Advanced Spine Centers, Inc. v. Amica Mutual Insurance Company.

Massachusetts Appellate Division, Northern District.
October 22, 2008.

Present: Greco, P.J., Coven Brant, JJ.

Insurance, “Personal injury protection” benefits; Chiropractic services.

Practice, Civil, Dist./Mun. Cts. R.A.D.A., Rule 8C.

Opinion vacating judgment for defendant, ordering entry of judgment for plaintiff on Count V in amount of $570, and ordering plaintiff paid interest, costs and $8,602 in counsel fees. Action heard in the Lowell Division by Melahn, J.

Francis A Gaimari for the plaintiff.

John J. Lang for the defendant.

Greco, P.J.

As the Supreme Judicial Court recently reiterated, the Massachusetts no-fault insurance system “was intended to control the costs of compulsory automobile insurance.” Metropolitan Prop. Cos. Ins. Co. v. Blue Cross Blue Shield of Mass., Inc., 451 Mass. 389, 394 (2008). To help effectuate that goal, the Legislature in G.L.c. 90, § 34A set out a “`coordination of benefits’ scheme providing for the sharing of costs between automobile and health insurers.”Id. at 391. On this appeal, we are called upon to determine the scope of that coordination.

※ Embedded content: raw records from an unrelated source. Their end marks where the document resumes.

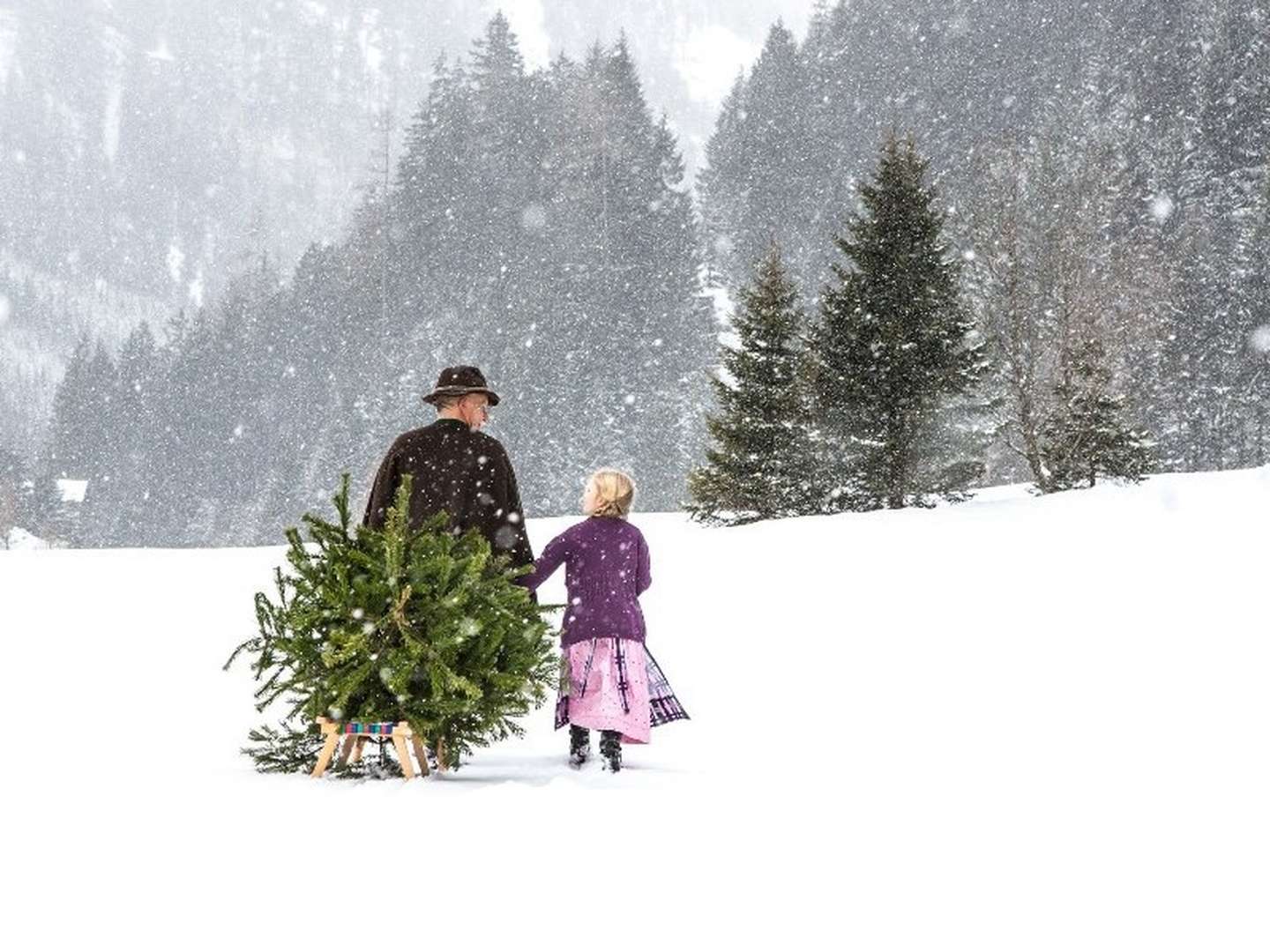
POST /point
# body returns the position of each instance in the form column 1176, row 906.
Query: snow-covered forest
column 228, row 273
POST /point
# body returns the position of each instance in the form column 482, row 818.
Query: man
column 456, row 469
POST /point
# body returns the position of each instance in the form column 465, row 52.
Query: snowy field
column 1016, row 724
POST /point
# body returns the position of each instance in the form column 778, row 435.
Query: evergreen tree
column 397, row 625
column 894, row 348
column 1086, row 437
column 759, row 464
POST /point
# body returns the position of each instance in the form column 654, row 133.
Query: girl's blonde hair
column 615, row 492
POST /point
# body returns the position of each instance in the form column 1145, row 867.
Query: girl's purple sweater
column 606, row 569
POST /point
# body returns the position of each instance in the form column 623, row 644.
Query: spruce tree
column 395, row 625
column 758, row 466
column 1087, row 437
column 894, row 348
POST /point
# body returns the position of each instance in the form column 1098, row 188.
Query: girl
column 609, row 681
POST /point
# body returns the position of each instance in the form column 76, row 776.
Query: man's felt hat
column 460, row 381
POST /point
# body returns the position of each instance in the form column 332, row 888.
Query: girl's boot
column 579, row 746
column 611, row 749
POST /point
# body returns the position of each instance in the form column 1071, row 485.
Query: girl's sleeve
column 548, row 562
column 646, row 573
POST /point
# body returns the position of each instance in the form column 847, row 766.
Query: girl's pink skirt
column 600, row 671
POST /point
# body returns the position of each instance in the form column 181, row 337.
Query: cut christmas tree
column 395, row 625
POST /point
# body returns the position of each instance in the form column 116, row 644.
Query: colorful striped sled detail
column 375, row 727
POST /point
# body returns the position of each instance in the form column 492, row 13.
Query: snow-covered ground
column 1016, row 724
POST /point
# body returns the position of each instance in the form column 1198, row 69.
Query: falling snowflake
column 1260, row 339
column 1161, row 208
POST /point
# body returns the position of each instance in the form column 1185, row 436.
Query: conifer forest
column 908, row 249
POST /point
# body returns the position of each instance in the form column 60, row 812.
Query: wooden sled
column 357, row 733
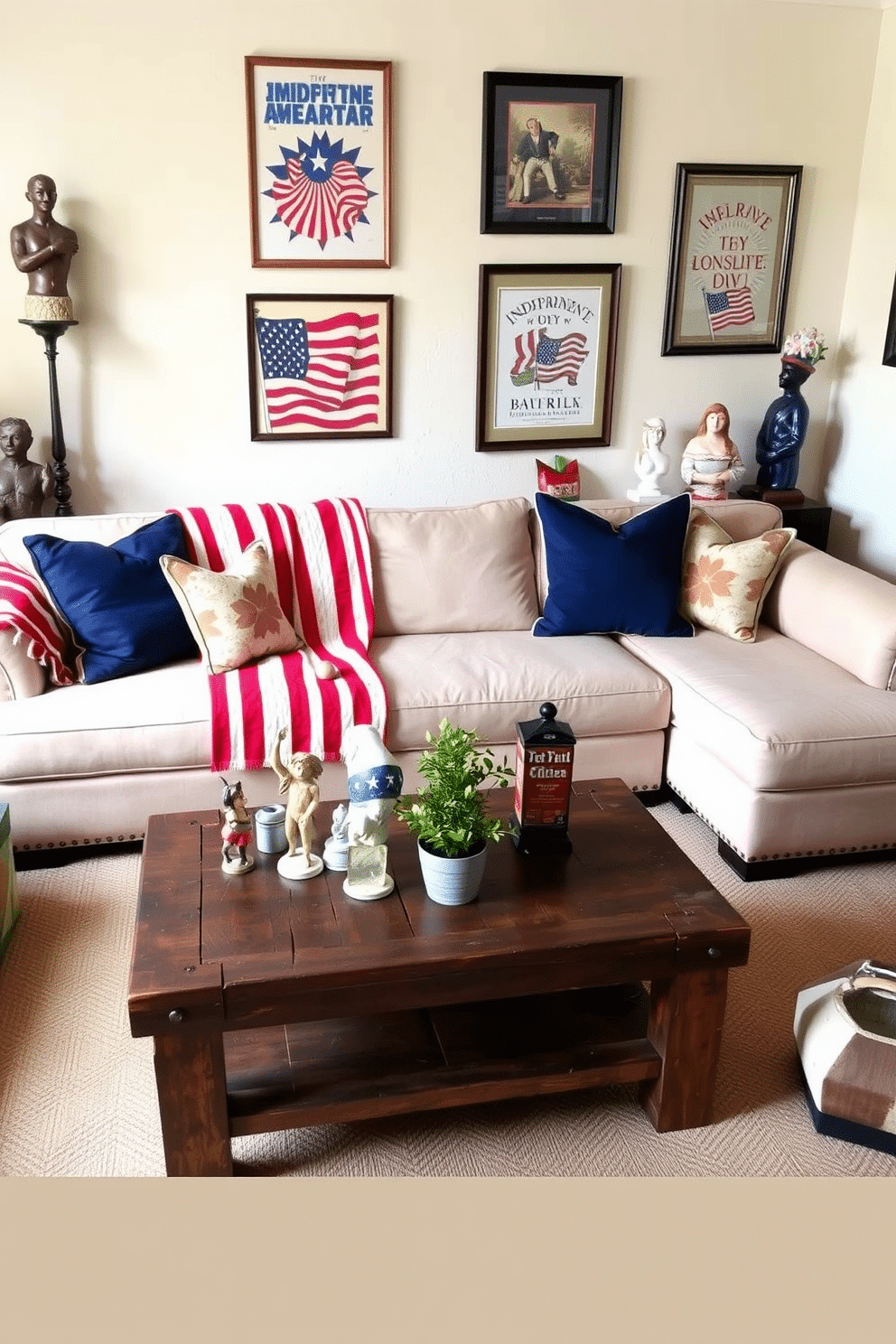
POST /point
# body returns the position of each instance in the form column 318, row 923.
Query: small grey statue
column 23, row 484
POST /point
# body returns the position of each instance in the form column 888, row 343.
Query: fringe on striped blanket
column 322, row 564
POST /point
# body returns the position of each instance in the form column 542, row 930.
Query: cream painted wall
column 140, row 117
column 860, row 446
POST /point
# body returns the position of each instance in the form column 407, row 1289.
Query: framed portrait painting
column 550, row 154
column 319, row 162
column 730, row 258
column 547, row 357
column 320, row 366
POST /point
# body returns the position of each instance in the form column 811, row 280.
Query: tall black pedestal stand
column 51, row 331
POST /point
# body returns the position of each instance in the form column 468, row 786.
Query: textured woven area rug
column 77, row 1092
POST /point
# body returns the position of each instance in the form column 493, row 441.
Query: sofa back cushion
column 445, row 570
column 838, row 611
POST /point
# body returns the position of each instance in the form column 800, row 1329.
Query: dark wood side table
column 812, row 520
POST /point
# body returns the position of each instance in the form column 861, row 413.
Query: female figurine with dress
column 711, row 462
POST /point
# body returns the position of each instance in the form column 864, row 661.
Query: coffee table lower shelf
column 353, row 1069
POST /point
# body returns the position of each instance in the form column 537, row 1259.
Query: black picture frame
column 575, row 308
column 730, row 258
column 586, row 112
column 345, row 388
column 890, row 343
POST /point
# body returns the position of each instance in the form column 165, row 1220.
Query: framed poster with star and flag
column 547, row 355
column 320, row 366
column 319, row 162
column 733, row 242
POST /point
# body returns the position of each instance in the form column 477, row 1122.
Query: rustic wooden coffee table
column 280, row 1004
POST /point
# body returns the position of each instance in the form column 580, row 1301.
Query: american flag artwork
column 322, row 374
column 728, row 308
column 319, row 190
column 547, row 359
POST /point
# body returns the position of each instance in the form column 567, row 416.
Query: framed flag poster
column 319, row 162
column 320, row 366
column 730, row 258
column 547, row 355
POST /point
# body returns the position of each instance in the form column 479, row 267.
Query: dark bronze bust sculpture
column 43, row 249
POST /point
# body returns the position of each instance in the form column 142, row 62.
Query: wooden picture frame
column 730, row 258
column 319, row 162
column 890, row 341
column 320, row 366
column 579, row 120
column 547, row 357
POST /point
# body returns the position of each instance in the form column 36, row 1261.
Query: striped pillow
column 26, row 611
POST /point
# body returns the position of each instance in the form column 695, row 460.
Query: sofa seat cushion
column 779, row 715
column 490, row 682
column 146, row 722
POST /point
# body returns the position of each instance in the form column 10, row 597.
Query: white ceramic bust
column 652, row 462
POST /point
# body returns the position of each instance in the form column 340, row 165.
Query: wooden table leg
column 192, row 1104
column 686, row 1030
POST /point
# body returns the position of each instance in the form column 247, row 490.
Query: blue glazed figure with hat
column 783, row 429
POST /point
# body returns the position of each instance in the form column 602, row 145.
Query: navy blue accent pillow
column 605, row 580
column 117, row 600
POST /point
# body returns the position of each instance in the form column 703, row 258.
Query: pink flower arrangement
column 807, row 344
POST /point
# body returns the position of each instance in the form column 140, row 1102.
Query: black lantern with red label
column 545, row 751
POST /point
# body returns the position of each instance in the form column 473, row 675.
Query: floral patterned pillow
column 724, row 583
column 236, row 617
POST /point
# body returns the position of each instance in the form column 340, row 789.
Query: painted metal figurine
column 236, row 832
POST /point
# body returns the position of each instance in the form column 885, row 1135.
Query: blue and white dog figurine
column 374, row 784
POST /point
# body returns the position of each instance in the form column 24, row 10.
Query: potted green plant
column 449, row 816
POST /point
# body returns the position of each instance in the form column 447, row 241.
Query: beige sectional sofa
column 786, row 746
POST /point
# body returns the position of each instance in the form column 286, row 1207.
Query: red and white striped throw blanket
column 322, row 564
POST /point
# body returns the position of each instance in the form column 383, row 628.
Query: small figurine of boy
column 236, row 832
column 23, row 484
column 298, row 779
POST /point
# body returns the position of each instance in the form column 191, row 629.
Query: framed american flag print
column 730, row 258
column 319, row 162
column 547, row 357
column 320, row 366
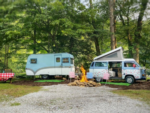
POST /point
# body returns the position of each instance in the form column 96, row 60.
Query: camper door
column 100, row 68
column 58, row 65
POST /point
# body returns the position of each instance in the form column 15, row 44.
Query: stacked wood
column 84, row 84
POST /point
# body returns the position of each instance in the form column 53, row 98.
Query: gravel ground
column 71, row 99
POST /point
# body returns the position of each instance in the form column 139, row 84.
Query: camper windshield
column 72, row 60
column 101, row 64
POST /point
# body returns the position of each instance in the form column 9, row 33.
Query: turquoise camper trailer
column 48, row 65
column 118, row 67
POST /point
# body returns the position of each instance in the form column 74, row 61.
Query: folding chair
column 89, row 75
column 71, row 75
column 106, row 77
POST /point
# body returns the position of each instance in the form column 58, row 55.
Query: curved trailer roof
column 113, row 55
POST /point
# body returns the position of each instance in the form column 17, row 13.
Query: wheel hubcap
column 129, row 80
column 44, row 76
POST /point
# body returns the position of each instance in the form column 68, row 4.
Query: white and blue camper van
column 117, row 66
column 50, row 64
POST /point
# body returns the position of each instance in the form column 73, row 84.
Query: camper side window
column 65, row 60
column 33, row 61
column 57, row 59
column 101, row 64
column 71, row 60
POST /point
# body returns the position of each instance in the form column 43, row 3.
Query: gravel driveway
column 71, row 99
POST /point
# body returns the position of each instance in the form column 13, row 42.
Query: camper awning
column 116, row 54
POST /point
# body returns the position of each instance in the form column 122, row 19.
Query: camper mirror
column 134, row 65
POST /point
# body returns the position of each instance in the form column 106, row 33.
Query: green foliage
column 48, row 26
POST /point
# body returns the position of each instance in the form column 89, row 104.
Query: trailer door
column 58, row 65
column 100, row 68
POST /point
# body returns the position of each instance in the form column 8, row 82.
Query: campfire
column 84, row 82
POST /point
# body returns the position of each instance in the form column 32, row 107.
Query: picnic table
column 6, row 76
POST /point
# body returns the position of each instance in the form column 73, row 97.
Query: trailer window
column 71, row 59
column 65, row 60
column 101, row 64
column 33, row 61
column 92, row 64
column 129, row 64
column 57, row 59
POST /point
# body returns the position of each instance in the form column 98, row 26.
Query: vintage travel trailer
column 117, row 66
column 48, row 65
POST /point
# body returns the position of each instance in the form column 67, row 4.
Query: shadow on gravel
column 137, row 86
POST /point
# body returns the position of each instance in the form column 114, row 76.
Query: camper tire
column 97, row 79
column 130, row 79
column 45, row 76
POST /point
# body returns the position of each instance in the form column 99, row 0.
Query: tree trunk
column 115, row 25
column 96, row 41
column 34, row 39
column 6, row 56
column 97, row 46
column 139, row 29
column 136, row 55
column 111, row 8
column 71, row 44
column 49, row 43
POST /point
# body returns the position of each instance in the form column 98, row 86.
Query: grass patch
column 15, row 104
column 113, row 83
column 8, row 91
column 49, row 81
column 147, row 77
column 142, row 95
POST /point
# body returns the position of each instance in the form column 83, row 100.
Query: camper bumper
column 143, row 78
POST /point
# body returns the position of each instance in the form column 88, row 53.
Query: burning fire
column 83, row 79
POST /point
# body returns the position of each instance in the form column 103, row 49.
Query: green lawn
column 9, row 91
column 142, row 95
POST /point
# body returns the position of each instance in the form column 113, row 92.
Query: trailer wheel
column 130, row 79
column 45, row 76
column 98, row 79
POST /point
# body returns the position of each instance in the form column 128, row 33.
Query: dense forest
column 84, row 28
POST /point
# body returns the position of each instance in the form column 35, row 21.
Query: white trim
column 119, row 48
column 115, row 60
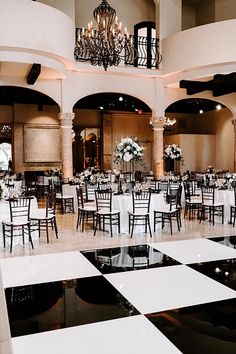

There has never been a dispute about the facts in this case. The trial judge heard the matter on a “Case Stated,” and found for Arnica Mutual Insurance Company (“Arnica”). Although Advanced Spine Centers, Inc. (“Advanced”) filed requests for rulings of law, no action was taken on them. This appeal was taken under Rule 8C of the Dist./Mun. Cts. R. A. D. A. In 402 Rindge Corp. v. Tsao, 2002 Mass. App. Div. 30, we noted that an appeal is available where the trial judge agreed to be bound by the agreed statement of facts, and where only a question of law remained for the court’s determination Id. at 32 n. 5. Essentially, that is the posture of this appeal. “Thus we have before us everything which was before the trial judge, and we decide the questions of law involved unaffected by his decision.” Tucci v DiGregorio, 358 Mass. 493, 494 (1970).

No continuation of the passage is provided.